Journal of Cancer Sciences
Molecular Profiling for Patients with Solid Tumors: A Single- Institution Experience
Ibrahim EM*, Eldahna WM, Refae AA, Bayer AM, Al-Masri OA, Shaheen AY, Ahmed MM, Abu Shakra RI, Saleem NA and Mansoor I
International Medical Center, Kingdom of Saudi Arabia
*Address for Correspondence: Ibrahim EM, Professor of Medicine & Oncology Director, Oncology Center, International Medical Center, PO Box 2172, Jeddah 21451, Kingdom of Saudi Arabia, Fax: +966521-650-9141, ORCID: 0000-0002-6982-6041; E-mail: firstname.lastname@example.org
Submission: 10 October, 2020; Accepted: 18 November, 2020; Published: 20 November, 2020
Copyright: © 2020 Ibrahim EM, et al. This is an open access article distributed under the Creative Commons Attribution License, which permits unrestricted use, distribution, and reproduction in any medium, provided the original work is properly cited.
Molecular Profiling (MP) of tumors is innovative progress that led to identifying targetable alterations that could be exploited to deliver personalized cancer treatment. Lack of data from the region about the clinical utility of has prompted this study. Tumor tissues from 100 consecutive adult patients with solid tumors were genomically profiled successfully using commercially available platforms. Outcomes for patients who received an MP-guided versus MP-unguided therapy were compared. Progression-Free Survival (PFS) was the primary endpoint, while Overall Survival (OS) was the secondary endpoint. Patients’ median age was 57 years, and female patients constituted 65% of the series. Thirty-one patients were newly diagnosed, and 69 patients had the MP performed upon disease recurrence or progression. Breast, lung, and colorectal cancers were the most frequent tumors. In 90 of the tested tumors, one or more aberrations were identified. In 61 patients, the MP results suggested at least one matched agent and guided therapy in 53 patients. Of all patients who received further therapy (83 patients), the median PFS was significantly longer in patients whose MP-guided versus those whose treatment was not guided (21.8 [95% CI; 14.5 - 29.1] vs. 10.9 [95% CI; 6.2 - 15.6] months, hazard ratio [HR] = 0.34 [95% CI; 0.17 - 0.69], P = 0.002). The benefit was largely shown in patients with recurrent or progressive disease (HR = 0.32 [95% CI; 0.14 - 1.20.75]; P = 0.006). While patients who received MP-guided therapy had numerically higher OS rates, that difference was not significant. This preliminary experience demonstrated MP’s feasibility for cancer patients with a significant improvement in PFS, albeit a lack of OS benefit. Further research is warranted to address the inherent challenges for the universal adoption of MP in daily practice.
Cancer; Neoplasm; Genomic profiling; Tumor profiling; Survival
MP: Molecular Profiling; OS: Overall Survival; PFS: Progression-Free Survival
In the present era of precision medicine, recent advances in molecular cancer biology have led to the identification of tumorspecific molecular aberrations that could be exploited to inform tumor diagnosis, prognosis, and drive therapeutic decisions by precisely targeting such aberrations [1-3].

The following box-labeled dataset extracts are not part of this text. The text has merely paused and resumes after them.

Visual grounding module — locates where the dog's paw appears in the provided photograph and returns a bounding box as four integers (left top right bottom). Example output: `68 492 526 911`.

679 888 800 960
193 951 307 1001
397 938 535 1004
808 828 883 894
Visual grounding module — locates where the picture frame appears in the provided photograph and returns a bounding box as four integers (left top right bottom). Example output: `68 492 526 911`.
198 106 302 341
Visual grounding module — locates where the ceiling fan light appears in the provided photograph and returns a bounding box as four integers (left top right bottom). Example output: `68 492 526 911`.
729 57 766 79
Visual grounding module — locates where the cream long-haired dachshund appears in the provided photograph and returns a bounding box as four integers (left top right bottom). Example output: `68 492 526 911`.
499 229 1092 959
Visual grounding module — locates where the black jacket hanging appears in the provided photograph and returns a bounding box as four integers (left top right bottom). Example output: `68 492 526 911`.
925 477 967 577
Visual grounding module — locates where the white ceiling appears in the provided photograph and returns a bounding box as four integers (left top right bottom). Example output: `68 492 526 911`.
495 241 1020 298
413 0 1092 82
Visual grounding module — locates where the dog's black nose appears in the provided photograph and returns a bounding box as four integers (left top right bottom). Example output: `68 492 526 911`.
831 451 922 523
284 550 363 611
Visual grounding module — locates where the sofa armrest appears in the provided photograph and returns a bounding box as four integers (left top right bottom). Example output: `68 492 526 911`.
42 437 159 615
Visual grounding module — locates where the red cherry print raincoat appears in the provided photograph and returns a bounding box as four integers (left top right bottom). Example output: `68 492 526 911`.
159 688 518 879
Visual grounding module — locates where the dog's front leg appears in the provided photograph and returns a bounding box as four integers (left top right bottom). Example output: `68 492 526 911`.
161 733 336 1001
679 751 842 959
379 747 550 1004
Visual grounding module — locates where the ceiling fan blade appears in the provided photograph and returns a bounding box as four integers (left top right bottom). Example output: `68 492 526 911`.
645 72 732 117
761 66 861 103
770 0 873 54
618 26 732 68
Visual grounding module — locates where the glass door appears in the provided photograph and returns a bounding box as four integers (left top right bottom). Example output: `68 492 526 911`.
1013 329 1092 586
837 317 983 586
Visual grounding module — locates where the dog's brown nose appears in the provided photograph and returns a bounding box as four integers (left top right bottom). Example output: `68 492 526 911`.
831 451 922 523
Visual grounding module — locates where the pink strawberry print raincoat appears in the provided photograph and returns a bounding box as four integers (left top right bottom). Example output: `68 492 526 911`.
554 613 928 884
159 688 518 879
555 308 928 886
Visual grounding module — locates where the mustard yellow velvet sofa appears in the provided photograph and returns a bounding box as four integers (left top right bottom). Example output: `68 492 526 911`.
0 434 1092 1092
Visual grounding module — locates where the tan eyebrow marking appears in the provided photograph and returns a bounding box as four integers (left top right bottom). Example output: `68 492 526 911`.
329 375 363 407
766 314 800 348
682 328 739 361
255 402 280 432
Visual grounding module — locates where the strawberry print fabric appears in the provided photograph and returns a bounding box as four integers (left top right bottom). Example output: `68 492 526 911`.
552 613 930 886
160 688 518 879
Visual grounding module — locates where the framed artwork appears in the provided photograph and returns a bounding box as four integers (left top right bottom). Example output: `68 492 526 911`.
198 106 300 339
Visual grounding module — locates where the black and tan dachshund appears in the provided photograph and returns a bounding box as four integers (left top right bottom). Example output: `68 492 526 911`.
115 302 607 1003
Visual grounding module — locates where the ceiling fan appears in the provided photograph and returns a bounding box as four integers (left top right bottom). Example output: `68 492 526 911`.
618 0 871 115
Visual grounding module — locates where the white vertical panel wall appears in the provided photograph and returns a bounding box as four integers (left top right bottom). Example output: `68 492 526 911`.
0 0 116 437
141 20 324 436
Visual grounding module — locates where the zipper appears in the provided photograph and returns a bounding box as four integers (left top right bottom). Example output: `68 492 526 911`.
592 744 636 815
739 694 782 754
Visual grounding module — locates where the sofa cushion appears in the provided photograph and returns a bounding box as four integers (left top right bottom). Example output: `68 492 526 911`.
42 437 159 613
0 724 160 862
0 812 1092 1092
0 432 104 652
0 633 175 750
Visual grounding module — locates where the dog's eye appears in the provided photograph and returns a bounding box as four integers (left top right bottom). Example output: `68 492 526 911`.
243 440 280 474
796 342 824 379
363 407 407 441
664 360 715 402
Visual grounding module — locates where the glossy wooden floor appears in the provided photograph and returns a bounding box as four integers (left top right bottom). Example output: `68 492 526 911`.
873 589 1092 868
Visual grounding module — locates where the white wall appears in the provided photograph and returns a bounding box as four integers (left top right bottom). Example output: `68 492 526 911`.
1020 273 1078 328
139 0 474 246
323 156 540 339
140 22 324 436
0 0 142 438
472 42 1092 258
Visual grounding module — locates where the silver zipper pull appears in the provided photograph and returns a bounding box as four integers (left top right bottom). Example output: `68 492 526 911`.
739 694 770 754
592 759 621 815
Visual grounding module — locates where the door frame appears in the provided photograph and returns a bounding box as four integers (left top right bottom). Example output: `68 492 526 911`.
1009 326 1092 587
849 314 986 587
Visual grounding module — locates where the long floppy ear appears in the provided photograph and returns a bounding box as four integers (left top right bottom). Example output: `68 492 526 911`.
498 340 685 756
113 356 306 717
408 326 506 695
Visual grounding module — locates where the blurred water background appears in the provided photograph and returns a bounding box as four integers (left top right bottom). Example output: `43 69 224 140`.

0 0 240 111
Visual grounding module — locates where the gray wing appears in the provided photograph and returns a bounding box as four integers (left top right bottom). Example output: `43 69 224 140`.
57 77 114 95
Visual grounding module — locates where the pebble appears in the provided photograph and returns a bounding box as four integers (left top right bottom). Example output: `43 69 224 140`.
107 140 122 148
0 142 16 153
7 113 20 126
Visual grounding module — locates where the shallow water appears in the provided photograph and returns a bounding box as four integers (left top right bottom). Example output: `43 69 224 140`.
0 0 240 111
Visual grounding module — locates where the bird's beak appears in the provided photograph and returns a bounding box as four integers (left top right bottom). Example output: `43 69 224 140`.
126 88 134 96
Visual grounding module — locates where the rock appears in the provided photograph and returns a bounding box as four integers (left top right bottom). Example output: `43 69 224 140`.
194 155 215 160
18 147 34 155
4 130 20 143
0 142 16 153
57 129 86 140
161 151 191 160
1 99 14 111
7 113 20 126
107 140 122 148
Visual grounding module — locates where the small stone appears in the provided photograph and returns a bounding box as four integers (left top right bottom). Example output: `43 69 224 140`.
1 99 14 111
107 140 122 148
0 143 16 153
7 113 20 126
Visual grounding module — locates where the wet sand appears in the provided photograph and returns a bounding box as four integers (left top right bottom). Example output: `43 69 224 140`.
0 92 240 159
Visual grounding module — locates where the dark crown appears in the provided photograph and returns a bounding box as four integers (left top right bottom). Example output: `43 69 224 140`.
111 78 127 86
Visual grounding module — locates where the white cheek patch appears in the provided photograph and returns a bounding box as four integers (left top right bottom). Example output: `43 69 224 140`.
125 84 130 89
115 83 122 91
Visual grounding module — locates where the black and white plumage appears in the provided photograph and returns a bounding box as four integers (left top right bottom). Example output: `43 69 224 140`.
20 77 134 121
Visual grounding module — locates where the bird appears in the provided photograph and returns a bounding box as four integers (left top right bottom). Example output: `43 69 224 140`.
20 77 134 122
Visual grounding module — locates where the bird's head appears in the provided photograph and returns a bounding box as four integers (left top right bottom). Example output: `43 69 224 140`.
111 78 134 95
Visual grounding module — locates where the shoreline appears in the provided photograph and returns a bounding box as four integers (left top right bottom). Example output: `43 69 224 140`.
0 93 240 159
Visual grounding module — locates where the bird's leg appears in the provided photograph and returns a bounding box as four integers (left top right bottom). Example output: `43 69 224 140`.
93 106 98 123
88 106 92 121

Currently, there is no uniformity concerning the clinical utility of comprehensive Molecular Profiling (MP) in patients with solid tumors, and the only randomized trial conducted so far showed no benefit of MP-guided targeted therapy. In that phase II SHIVA study, Le Tourneau et al. randomized 197 pretreated patients with solid tumors to receive a matched molecularly targeted agent or treatment at a physician’s choice . No Progression-Free Survival (PFS) difference was demonstrated; however, in a recent update, it was concluded that patients who crossed over from the control arm to the experimental arm achieved a 30% improvement in PFS .
Another study, the My Pathway trial, evaluated the effectiveness of several targeted therapies in 35 tumor types (in 230 patients) that harbor genetic alterations not labeled for such treatments . The study concluded that the approved targeted therapy regimens achieved responses in several refractory solid tumor types that were not labeled for these agents.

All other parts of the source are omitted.